Condividere è da cristiani
Il comunismo è altra cosa

Tanto per essere chiari lo ha ripetuto un’altra volta e il fatto di averlo detto nel pieno delle polemiche sui vaccini ad uso dei ricchi che lasciano i poveri in fondo alla fila indica anche l’obiettivo di Jorge Mario Bergoglio. Ieri mattina Francesco ha spiegato che condividere la proprietà «non è comunismo, ma cristianesimo allo stato puro». Insomma è contenuto e metodo ed è l’unica maniera per poter essere definiti misericordiosi. Il Papa finisce così tra la schiera di coloro che quando parlano di equità e di giustizia sono accusati di comunismo.

È accaduto ad Helder Camara che una volta confessò: «Quando do da mangiare ai poveri mi dicono che sono un santo, quando mi chiedo perché esistono i poveri dicono che sono comunista». Ma la lista è lunga e annovera almeno altri due Papi, Roncalli e Montini, il primo per aver convocato il Concilio Vaticano II e il secondo per aver scritto la «Populorum progressio». Esattamente sette anni fa rispondendo alle domande di cinque ragazzi delle Fiandre che erano andati ad intervistarlo per un loro progetto scolastico aveva detto di sapere bene che lo accusano di essere comunista, perché sta dalla parte dei poveri, ma l’aveva respinta spiegando che l’amore per i poveri è una «bandiera del Vangelo».

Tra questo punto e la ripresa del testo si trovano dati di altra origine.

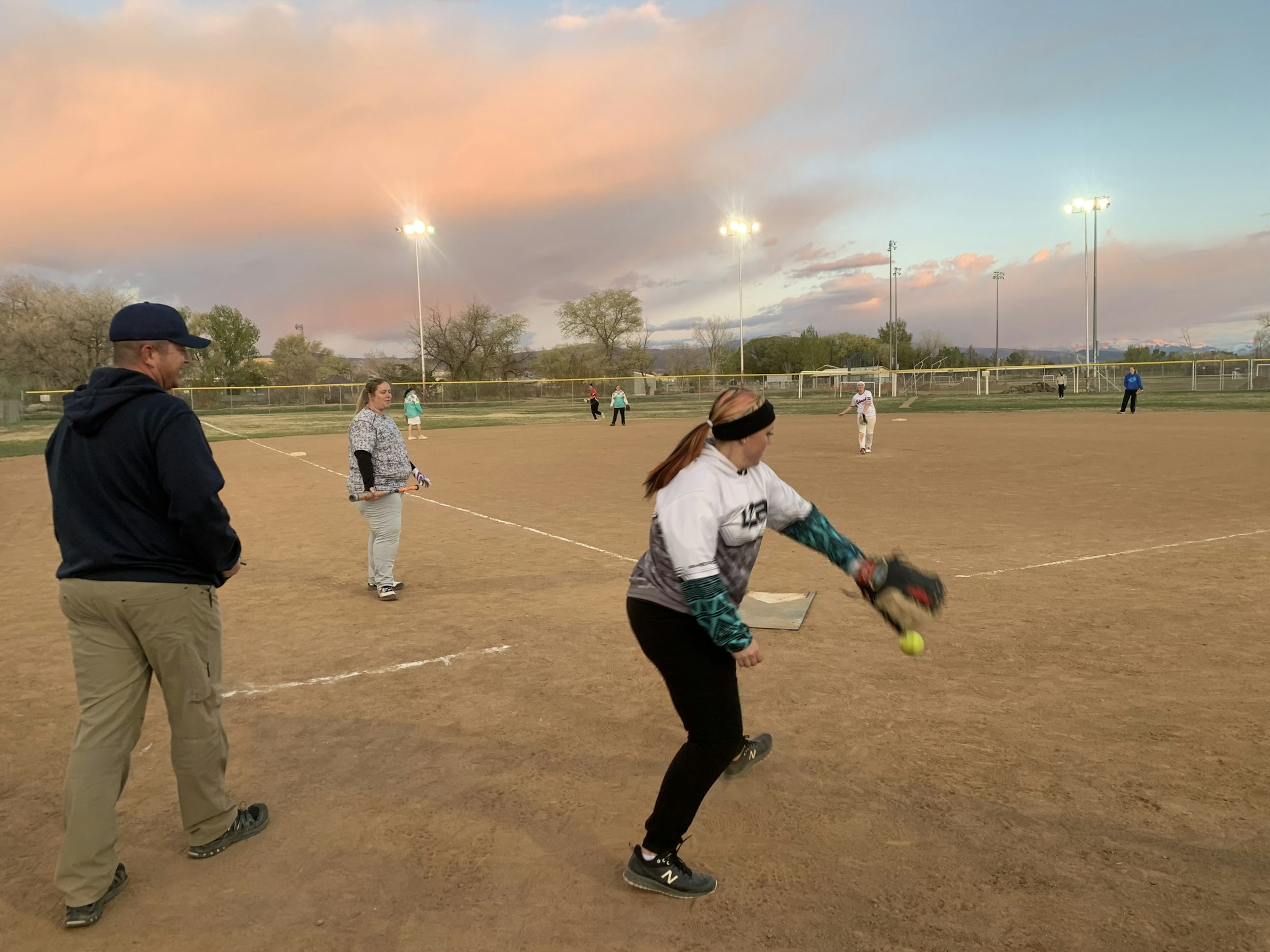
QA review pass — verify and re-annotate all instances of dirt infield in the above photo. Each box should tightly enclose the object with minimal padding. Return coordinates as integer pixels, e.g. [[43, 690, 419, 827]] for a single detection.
[[0, 413, 1270, 952]]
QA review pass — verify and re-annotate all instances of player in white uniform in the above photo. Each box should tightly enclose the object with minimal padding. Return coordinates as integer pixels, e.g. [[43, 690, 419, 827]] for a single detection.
[[838, 381, 878, 456], [624, 388, 871, 899]]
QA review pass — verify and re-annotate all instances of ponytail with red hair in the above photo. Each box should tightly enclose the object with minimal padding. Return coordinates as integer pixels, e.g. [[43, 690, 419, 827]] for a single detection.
[[644, 387, 767, 499]]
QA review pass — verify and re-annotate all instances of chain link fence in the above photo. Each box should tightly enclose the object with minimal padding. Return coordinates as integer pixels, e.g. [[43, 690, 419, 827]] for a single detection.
[[20, 358, 1270, 420], [799, 357, 1270, 397]]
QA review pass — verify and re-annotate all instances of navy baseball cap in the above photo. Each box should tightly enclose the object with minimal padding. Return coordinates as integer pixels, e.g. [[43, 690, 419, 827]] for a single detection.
[[110, 301, 212, 348]]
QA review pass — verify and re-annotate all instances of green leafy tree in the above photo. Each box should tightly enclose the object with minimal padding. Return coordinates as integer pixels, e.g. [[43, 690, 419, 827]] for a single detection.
[[182, 305, 267, 387], [267, 334, 356, 386], [692, 315, 739, 376], [414, 301, 530, 380], [556, 288, 644, 371], [1252, 311, 1270, 358], [878, 319, 914, 369], [0, 275, 132, 388]]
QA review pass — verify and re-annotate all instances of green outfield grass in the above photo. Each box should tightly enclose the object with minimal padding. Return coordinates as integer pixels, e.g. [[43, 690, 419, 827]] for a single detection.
[[0, 390, 1270, 457]]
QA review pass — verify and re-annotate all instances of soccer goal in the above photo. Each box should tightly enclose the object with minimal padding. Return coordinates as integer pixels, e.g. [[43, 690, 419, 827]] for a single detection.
[[798, 367, 890, 400]]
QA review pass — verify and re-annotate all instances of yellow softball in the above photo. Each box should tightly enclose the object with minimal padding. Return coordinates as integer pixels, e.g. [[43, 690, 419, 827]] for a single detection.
[[899, 631, 926, 655]]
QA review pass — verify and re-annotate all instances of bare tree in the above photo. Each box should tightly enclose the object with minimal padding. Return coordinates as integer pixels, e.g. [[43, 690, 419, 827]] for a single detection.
[[556, 288, 646, 369], [692, 321, 737, 377], [411, 301, 530, 380], [913, 329, 951, 360], [0, 275, 132, 388]]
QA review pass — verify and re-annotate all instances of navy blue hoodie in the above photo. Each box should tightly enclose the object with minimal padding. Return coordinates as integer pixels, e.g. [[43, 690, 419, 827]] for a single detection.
[[44, 367, 243, 586]]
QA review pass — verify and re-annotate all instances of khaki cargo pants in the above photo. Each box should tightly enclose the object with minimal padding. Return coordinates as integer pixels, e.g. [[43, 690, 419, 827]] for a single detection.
[[56, 579, 237, 906]]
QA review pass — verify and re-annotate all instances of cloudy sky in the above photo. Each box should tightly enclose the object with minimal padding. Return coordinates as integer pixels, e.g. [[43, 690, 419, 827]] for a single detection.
[[0, 0, 1270, 355]]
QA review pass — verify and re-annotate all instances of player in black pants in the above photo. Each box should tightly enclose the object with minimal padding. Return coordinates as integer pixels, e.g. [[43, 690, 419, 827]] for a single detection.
[[624, 388, 930, 899]]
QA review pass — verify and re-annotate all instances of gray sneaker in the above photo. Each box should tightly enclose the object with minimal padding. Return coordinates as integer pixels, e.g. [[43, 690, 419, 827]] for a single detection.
[[723, 734, 772, 781], [185, 803, 269, 859], [64, 863, 128, 929], [622, 843, 719, 899]]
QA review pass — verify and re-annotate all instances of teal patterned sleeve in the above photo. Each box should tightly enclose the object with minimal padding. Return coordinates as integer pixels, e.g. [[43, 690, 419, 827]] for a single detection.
[[679, 575, 753, 651], [781, 505, 862, 575]]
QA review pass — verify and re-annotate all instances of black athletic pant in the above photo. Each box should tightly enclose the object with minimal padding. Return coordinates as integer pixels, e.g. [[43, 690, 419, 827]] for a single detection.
[[626, 598, 744, 854]]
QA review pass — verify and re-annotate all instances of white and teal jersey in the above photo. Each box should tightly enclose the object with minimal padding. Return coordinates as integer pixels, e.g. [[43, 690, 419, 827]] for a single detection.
[[626, 440, 812, 612]]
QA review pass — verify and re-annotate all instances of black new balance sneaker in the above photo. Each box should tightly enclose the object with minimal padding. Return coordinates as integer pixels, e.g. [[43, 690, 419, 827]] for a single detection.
[[185, 803, 269, 859], [622, 844, 719, 899], [65, 863, 128, 929], [723, 734, 772, 781]]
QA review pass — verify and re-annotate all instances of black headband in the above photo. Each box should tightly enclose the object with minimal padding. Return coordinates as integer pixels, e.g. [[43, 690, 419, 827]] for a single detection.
[[710, 400, 776, 440]]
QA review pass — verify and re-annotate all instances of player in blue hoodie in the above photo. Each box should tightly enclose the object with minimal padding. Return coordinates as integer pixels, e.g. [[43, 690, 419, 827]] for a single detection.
[[44, 302, 269, 928], [1120, 367, 1143, 414]]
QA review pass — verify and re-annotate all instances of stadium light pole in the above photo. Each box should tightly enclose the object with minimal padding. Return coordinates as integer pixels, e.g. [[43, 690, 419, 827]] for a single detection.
[[1092, 195, 1111, 372], [992, 272, 1006, 380], [398, 218, 437, 402], [886, 241, 895, 371], [719, 218, 762, 385], [890, 268, 904, 371]]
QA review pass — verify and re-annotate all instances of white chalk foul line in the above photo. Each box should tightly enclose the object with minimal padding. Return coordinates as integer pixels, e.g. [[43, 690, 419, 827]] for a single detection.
[[221, 645, 512, 697], [201, 420, 638, 565], [952, 529, 1270, 579]]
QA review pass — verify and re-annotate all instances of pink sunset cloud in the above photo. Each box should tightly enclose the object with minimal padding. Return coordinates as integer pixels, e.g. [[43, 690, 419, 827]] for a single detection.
[[790, 251, 890, 278], [0, 4, 806, 261], [770, 235, 1270, 348]]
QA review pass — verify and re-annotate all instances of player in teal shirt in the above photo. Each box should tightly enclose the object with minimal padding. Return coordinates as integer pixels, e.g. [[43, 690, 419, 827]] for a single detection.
[[608, 387, 629, 426], [1120, 367, 1144, 414]]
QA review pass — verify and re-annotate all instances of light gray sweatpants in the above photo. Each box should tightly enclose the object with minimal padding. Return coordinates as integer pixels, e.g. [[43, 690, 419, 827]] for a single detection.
[[357, 493, 403, 588]]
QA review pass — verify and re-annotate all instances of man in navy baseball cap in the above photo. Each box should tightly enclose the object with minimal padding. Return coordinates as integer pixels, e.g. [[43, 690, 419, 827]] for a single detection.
[[110, 301, 212, 348], [44, 302, 269, 928]]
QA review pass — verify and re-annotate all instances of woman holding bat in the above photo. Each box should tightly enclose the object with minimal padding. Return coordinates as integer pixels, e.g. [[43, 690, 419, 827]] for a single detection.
[[624, 388, 944, 899], [348, 377, 432, 602]]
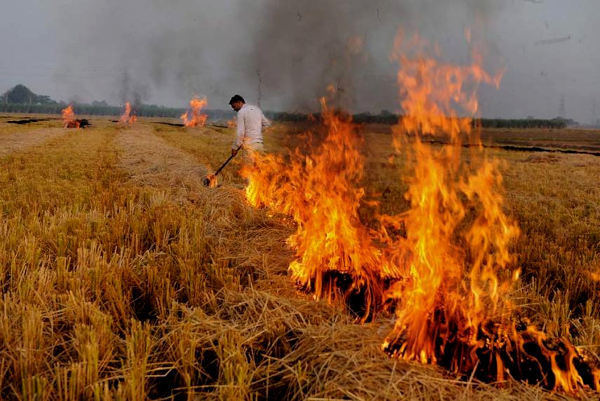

Ora il punto non è la proprietà privata, ma la condivisione di ciò che appartiene a ognuno. Il riferimento riguarda gli Atti degli Apostoli, prima lettura della Messa di ieri: «Fra loro tutto era comune». Comunismo? No, Vangelo, ha di nuovo sottolineato il Papa. È sorprendente che un Pontefice debba difendere il Vangelo dagli ignoranti e dagli incompetenti. Il Vangelo insegna a unire popoli, scavalcare barriere, domare particolarismi, superare rigidità identitarie, curare le «piaghe dei bisognosi». E la Chiesa, i suoi uomini e le sue donne, con tutti gli errori e gli inciampi in cui si sono infilati nei secoli, ha tentato di restare fedele a quel Vangelo. Bergoglio pochi giorni fa aveva usato un temine desueto, anch’esso caratterizzato tradizionalmente da una narrativa semantica comunista, per chiedere di non dimenticare i più poveri nella distribuzione dei vaccini: «Internazionalizzazione». Lavorare per internazionalizzare i vaccini è uno dei modi oggi per essere misericordiosi, perché essi vanno messi in comune. Il Papa non chiede affatto di cancellarne la proprietà intellettuale, ma di sottrarne il risultato dalla «sfrenata cupidigia del predominio» per dirla con le parole di Pio XI nella «Quadragesimo anno» del 1931. Davanti alle retoriche dell’economia globalizzata e delle sue regole di esclusione, davanti al denaro che governa invece di servire e di fronte a uno scenario colmo di gente scartata e gettata via dalle guerre e da quello che rischia di diventare per alcuni popoli il genocidio virale da Covid-19, assommato al resto di guai già spaventosi, Bergoglio prova a dire che non si può costruire la famiglia umana se prima non ci si libera dalle proprie aspirazioni al conflitto solo per difendere ciò che ognuno considera suo. Vale per i vaccini, per il denaro e anche per la fede, quando la si tiene per sé, ritenendo la propria comunque migliore e più aderente alla dottrina di quella dell’altro. Credere nella speranza di un mondo nuovo e di donne e uomini nuovi è comunismo? Allargare le braccia per amore ai popoli sfruttati e rapinati, ai poveri abbandonati, evitare di distogliere lo sguardo o nascondere le proprie competenze per non aver fastidio nella coscienza e disturbo per le nostre (apparenti) sicurezze non significa affatto sottoscrivere un patto con Marx, Lenin e Mao Tze Tung, come recitava un indimenticabile mantra di anni passati.